Когда-то он был лучшим мальчиком на курсе, и, вручая ему красный диплом, ректор сказал: «Уверен, Саша, что о тебе мы еще услышим!» Жизнь прошла в трудах и заботах, изобретения мужа приносили славу его конструкторскому бюро и ученые степени его руководителям. Когда времена поменялись, муж первым отважился уйти в бизнес, но все повторилось сначала: его идеи приносили богатство друзьям, а ему — разочарование в людях. Другой бы давно сломался или смирился, но Саша не умел сдаваться и продолжал свой марафон навстречу достойной жизни, теряя здоровье, силы и жизнерадостность. Ту самую жизнерадостность, что делала его неотразимым, внушая Наташе уверенность, что она самая счастливая женщина в мире!

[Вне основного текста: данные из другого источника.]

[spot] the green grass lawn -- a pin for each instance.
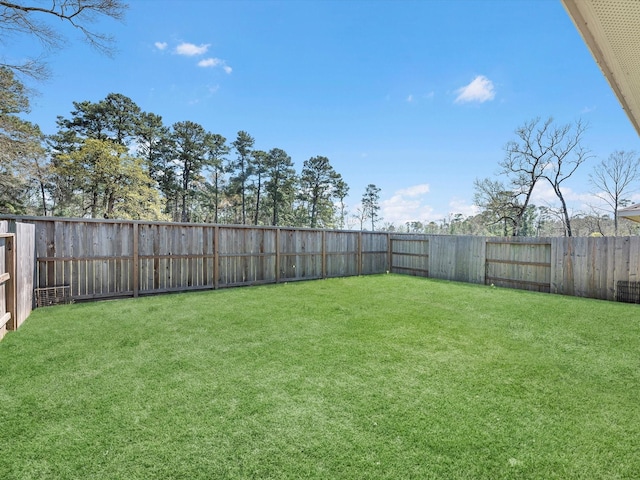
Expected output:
(359, 378)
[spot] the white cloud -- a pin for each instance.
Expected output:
(209, 62)
(414, 191)
(406, 205)
(479, 90)
(215, 62)
(190, 49)
(458, 205)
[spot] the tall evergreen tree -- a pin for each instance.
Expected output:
(280, 185)
(371, 204)
(241, 169)
(318, 182)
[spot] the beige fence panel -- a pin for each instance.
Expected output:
(341, 253)
(519, 263)
(460, 259)
(410, 255)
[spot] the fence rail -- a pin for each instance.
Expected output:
(110, 258)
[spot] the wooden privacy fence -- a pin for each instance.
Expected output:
(90, 259)
(7, 284)
(102, 259)
(16, 274)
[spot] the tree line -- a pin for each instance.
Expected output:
(110, 159)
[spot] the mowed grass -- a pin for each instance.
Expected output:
(374, 377)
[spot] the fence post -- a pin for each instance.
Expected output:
(10, 286)
(389, 253)
(359, 253)
(324, 254)
(278, 255)
(136, 260)
(216, 257)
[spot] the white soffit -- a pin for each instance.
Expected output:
(611, 30)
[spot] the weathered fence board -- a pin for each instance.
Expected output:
(519, 263)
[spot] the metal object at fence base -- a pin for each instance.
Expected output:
(53, 296)
(628, 292)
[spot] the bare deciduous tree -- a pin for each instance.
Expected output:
(613, 179)
(29, 18)
(566, 155)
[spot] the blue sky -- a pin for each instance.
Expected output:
(416, 97)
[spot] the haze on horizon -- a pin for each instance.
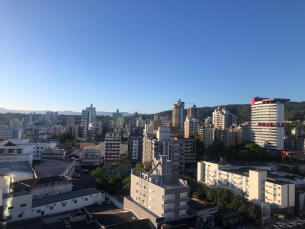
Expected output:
(144, 55)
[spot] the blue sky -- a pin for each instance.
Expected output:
(144, 55)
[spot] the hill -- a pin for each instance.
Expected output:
(293, 111)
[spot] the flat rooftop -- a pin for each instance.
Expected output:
(64, 197)
(116, 216)
(52, 168)
(199, 205)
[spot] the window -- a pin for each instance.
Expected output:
(182, 212)
(183, 204)
(183, 195)
(169, 215)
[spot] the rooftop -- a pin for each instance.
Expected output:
(21, 166)
(25, 184)
(64, 197)
(52, 168)
(15, 194)
(199, 205)
(112, 217)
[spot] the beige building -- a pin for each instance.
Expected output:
(112, 147)
(49, 154)
(178, 114)
(256, 181)
(191, 125)
(158, 193)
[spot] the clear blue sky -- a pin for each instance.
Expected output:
(144, 55)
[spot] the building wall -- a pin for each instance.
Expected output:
(54, 188)
(58, 207)
(5, 184)
(16, 202)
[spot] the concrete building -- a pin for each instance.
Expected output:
(70, 121)
(194, 111)
(49, 154)
(191, 125)
(55, 168)
(118, 121)
(178, 114)
(43, 187)
(223, 119)
(10, 133)
(135, 145)
(112, 147)
(133, 122)
(16, 123)
(180, 151)
(257, 182)
(21, 205)
(91, 158)
(246, 130)
(157, 193)
(208, 135)
(267, 122)
(88, 116)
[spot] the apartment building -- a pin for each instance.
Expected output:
(158, 192)
(133, 122)
(255, 180)
(135, 148)
(49, 154)
(10, 133)
(267, 122)
(180, 151)
(88, 116)
(118, 121)
(194, 111)
(223, 119)
(191, 125)
(178, 114)
(91, 158)
(70, 121)
(207, 134)
(112, 147)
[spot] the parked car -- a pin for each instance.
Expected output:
(99, 203)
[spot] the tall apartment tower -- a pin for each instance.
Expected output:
(194, 111)
(178, 117)
(191, 125)
(133, 122)
(118, 121)
(267, 122)
(88, 116)
(70, 121)
(223, 119)
(112, 147)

Неужели все в прошлом? — мелькнула горькая мысль. — И я — как эта безжизненная колючка, сияющая сухим фиолетовым бутоном не реализованных желаний?

Она вдруг вспомнила, как давно не говорил ей муж комплиментов, не восторгался ее глазами, нежной кожей, шелком волос, которые на зависть сверстницам, оказались не подвластны времени. И, свернувшись клубочком, ощутила себя маленькой девочкой, потерявшейся во вселенной.

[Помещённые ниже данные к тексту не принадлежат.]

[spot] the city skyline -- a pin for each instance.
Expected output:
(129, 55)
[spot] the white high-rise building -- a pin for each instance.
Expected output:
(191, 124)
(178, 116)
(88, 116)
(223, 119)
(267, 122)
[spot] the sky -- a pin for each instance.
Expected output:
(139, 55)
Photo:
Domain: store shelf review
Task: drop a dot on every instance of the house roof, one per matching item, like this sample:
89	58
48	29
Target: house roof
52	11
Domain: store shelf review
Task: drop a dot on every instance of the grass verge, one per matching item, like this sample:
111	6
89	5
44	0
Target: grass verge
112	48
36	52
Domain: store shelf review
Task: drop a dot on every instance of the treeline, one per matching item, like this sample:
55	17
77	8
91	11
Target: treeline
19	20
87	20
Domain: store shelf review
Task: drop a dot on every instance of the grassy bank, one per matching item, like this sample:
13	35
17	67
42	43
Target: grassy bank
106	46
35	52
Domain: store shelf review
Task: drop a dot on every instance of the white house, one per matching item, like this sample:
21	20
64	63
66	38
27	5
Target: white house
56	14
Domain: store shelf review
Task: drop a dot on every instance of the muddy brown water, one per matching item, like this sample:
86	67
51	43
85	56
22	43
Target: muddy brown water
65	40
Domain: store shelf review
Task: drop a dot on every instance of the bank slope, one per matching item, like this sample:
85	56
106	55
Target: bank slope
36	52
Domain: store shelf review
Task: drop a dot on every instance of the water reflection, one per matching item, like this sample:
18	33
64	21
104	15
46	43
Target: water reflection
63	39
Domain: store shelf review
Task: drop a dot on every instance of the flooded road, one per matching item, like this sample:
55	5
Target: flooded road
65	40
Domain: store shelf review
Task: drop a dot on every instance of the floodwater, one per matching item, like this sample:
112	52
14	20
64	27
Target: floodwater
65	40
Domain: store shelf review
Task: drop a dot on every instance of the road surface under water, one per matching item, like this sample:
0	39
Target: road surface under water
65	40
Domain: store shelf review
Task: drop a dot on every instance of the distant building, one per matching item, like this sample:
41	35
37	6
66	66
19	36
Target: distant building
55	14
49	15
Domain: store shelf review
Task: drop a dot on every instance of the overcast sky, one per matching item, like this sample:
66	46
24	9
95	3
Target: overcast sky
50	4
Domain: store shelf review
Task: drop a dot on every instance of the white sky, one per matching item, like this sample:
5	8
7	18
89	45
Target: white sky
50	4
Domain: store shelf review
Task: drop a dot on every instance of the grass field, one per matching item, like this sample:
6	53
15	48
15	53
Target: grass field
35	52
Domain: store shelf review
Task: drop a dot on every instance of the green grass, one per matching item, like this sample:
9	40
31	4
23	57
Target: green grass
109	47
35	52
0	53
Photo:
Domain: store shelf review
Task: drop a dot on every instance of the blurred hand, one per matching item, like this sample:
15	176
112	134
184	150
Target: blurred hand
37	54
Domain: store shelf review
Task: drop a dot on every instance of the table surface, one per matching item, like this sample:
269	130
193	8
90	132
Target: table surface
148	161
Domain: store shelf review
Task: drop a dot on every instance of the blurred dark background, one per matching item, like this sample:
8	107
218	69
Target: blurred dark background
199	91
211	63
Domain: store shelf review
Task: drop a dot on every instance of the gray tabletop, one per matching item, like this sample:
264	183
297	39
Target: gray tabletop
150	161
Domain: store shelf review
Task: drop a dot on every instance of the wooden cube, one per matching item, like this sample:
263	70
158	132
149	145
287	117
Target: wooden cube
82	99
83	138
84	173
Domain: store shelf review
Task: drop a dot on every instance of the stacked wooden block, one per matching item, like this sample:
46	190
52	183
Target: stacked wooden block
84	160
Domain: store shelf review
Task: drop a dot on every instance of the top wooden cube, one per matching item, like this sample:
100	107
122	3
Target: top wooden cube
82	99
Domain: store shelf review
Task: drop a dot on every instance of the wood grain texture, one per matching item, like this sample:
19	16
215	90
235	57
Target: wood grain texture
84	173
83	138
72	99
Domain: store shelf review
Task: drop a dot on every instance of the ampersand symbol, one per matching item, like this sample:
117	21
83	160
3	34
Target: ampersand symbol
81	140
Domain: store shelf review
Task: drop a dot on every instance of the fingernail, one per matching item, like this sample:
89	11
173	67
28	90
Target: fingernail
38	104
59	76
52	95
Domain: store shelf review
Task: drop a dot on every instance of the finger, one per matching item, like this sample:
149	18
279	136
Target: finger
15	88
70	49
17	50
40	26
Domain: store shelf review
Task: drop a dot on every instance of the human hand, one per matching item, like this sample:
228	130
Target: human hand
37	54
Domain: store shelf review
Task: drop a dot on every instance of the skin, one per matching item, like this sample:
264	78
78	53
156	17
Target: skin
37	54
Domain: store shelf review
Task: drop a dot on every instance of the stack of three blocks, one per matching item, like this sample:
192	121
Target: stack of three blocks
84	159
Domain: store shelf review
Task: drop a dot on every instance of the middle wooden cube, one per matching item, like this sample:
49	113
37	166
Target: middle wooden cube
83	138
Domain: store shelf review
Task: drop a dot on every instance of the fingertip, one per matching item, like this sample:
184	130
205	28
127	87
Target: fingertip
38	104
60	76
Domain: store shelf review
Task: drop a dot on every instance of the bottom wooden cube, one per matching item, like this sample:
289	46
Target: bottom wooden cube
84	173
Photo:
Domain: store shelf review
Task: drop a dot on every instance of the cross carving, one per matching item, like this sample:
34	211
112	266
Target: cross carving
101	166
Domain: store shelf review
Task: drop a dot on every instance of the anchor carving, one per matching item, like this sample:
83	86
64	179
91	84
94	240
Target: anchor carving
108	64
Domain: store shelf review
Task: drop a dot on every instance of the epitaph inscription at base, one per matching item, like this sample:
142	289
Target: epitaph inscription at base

Должно быть, она задремала, потому что не слышала, как Саша вышел из душа, как выключил телевизор и лег рядом. Только сон, до этой минуты мутный и вязкий, будто согрелся лучами солнца. Она проснулась от ощущения весны — прислушалась к теплому ветерку, обдувающему лицо, к солнечным бликам, гуляющим по коже, и только потом открыла глаза. Саша сидел рядом и с нежностью смотрел на нее. За его макушкой мерцал волшебный фиолетовый свет.

— Что-то случилось? — встревожилась Наташа.

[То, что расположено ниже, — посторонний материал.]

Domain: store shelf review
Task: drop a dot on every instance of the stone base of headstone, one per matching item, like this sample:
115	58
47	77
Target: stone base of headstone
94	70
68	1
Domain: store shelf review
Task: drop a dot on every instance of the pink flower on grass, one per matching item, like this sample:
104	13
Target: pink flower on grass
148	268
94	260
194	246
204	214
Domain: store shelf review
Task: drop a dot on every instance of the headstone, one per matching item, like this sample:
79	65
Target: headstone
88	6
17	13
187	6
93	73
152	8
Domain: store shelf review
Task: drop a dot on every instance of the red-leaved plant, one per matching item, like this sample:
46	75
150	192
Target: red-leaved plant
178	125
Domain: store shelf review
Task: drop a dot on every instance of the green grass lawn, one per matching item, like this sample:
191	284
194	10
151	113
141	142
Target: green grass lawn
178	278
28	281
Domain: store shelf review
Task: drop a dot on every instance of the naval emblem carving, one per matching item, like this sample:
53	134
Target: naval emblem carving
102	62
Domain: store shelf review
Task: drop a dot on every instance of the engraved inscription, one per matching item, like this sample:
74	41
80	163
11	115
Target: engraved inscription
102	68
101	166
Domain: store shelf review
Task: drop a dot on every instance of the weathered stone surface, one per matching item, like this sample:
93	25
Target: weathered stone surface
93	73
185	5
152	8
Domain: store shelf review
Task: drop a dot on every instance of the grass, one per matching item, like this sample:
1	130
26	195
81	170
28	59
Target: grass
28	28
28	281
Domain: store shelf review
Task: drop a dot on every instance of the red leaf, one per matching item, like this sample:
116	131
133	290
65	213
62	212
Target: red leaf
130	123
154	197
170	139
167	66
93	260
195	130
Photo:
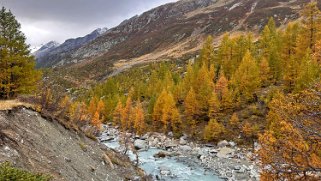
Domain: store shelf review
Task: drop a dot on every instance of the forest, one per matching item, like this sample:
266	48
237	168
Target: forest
250	88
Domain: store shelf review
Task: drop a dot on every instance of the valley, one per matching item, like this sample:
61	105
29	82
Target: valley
189	90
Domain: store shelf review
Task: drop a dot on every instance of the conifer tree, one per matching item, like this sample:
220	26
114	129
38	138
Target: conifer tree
214	106
139	119
203	87
92	106
309	71
246	79
190	105
270	46
166	113
117	114
311	28
234	122
127	114
96	121
213	131
207	52
223	93
265	72
16	63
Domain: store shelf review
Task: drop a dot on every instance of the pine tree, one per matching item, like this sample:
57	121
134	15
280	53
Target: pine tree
246	79
16	63
191	105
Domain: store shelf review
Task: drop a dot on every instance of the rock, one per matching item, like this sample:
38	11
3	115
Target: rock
237	167
160	154
154	142
144	137
209	145
163	154
223	143
225	152
169	144
140	144
232	143
182	141
164	171
185	148
213	151
67	159
106	138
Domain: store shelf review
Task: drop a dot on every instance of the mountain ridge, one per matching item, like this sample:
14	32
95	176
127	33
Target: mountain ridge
172	31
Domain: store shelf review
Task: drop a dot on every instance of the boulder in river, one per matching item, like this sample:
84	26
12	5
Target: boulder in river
225	152
223	143
185	148
182	141
140	144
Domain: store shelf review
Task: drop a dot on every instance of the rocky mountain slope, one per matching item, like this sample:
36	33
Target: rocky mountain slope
33	143
171	31
53	54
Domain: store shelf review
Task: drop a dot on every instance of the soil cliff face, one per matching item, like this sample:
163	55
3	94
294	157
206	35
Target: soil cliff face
29	141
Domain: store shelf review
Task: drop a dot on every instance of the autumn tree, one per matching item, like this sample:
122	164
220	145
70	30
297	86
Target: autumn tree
207	52
246	79
292	142
214	106
191	106
203	87
213	131
96	120
117	114
308	72
310	32
139	119
127	114
234	122
265	72
270	47
166	113
17	72
223	93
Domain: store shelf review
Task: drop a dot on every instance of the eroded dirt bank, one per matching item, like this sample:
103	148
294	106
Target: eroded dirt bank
33	143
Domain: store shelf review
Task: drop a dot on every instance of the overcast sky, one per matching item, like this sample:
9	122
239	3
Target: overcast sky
46	20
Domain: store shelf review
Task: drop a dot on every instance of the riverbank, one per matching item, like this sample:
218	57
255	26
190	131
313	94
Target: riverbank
224	161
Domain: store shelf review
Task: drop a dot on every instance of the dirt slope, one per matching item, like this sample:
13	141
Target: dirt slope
33	143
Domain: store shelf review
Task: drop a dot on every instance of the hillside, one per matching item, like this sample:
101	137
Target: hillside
31	142
171	31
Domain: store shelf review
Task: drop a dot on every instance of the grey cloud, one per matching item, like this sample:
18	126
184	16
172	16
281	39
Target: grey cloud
45	20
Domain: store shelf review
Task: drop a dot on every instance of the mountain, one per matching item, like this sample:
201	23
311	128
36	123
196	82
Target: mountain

— Т-с-с, — приложил он палец к губам, и погладил ее по щеке.

— Неужто, влюбился?

— Бери выше, я на тебе помешан!

— И не только ты, — засмеялась Наташа, ласково поворачивая голову мужа в сторону колючки. — Смотри, что мне подарили! Какой-то мужчина в маршрутке!

Колючка вспыхнула, как лампочка новогодней гирлянды, и Наташа опять ощутила еле слышный аромат весны.

— Выслежу и зарэжу! — шутливо пообещал Саша, касаясь нетерпеливыми губами ее лица. Все лучшее, что может дать женщине мужчина, Наташе давал родной муж. Он исполнял на ее тайных струнах такие шедевры, что не сумел бы повторить ни один другой виртуоз. Да она и не искала подтверждений, будучи на сто процентов уверенной, что у любого инструмента должен быть один исполнитель.

За окном светало, Саша, прижав ее к себе, спал крепко и бесшумно. И всматриваясь в родные черты, разглаженные ощущением счастья, Наташа мысленно помолилась:

— Пусть так будет всегда — мы рядом и никто не болеет!